Le nouveau conseiller du Kremlin pour les droits de l'Homme, l'ex-ministre de l'Information Mikhaïl Fedotov, a indiqué mercredi à l'AFP qu'il lutterait contre toute "réhabilitation rampante du stalinisme en Russie" et "dira la vérité directement" au président russe.

Plusieurs partis d'opposition et des défenseurs des droits de l'Homme russes, dont l'ex-dissidente soviétique Ludmila Alexeeva, se sont félicités de la nomination mardi de M. Fedotov, qui jouit d'une réputation de libéral, attaché au respect des droits de l'Homme.

"Je comprends que je ne pourrai pas critiquer publiquement le président. En revanche je pourrai lui dire la vérité directement et cela aura beaucoup plus de sens", a indiqué M. Fedotov, 61 ans, nommé à la tête du Conseil consultatif des droits de l'Homme auprès du Kremlin et qui aura en même temps le titre de conseiller du président pour les droits de l'Homme.
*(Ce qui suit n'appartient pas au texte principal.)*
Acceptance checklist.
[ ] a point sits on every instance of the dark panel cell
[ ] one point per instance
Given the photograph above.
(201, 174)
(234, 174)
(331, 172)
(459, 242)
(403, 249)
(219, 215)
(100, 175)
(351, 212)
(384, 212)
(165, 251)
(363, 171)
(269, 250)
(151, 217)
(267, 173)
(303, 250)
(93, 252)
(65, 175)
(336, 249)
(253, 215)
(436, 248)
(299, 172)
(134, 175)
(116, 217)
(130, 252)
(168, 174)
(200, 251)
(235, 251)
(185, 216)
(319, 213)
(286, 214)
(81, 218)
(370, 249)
Le prédécesseur de M. Fedotov à cette fonction n'avait pas le titre de conseiller du président.

Le Conseil s'emploiera avant tout à lutter contre toute "réhabilitation rampante du stalinisme", une tendance que dénoncent plusieurs ONG russes, et à promouvoir des réformes pénitentiaires et judiciaires, a souligné M. Fedotov.

L'ex-présidente du Conseil des droits de l'Homme, Ella Pamfilova, qui a dirigé cet organisme pendant huit ans, avait démissionné fin juillet après la promulgation par le Kremlin d'une loi élargissant les pouvoirs des services de sécurité intérieure (FSB).

Etre conseiller présidentiel pour les droits de l'Homme "signifie techniquement être moins libre, mais le président m'a dit lui-même qu'il savait que j'avais fait preuve d'indépendance au poste de ministre de l'Information", a ajouté M. Fedotov.

Ministre de l'Information en 1992-1993, sous le président Boris Eltsine et auteur de la première loi libérale sur les médias, Mikhaïl Fedotov a été secrétaire de l'Union russe des journalistes.

Grâce à cette loi, toujours en vigueur, "il n'existe de jure aucune censure et les medias russes peuvent, en théorie, appliquer une politique rédactionnelle libre", a-t-il rappelé à l'AFP.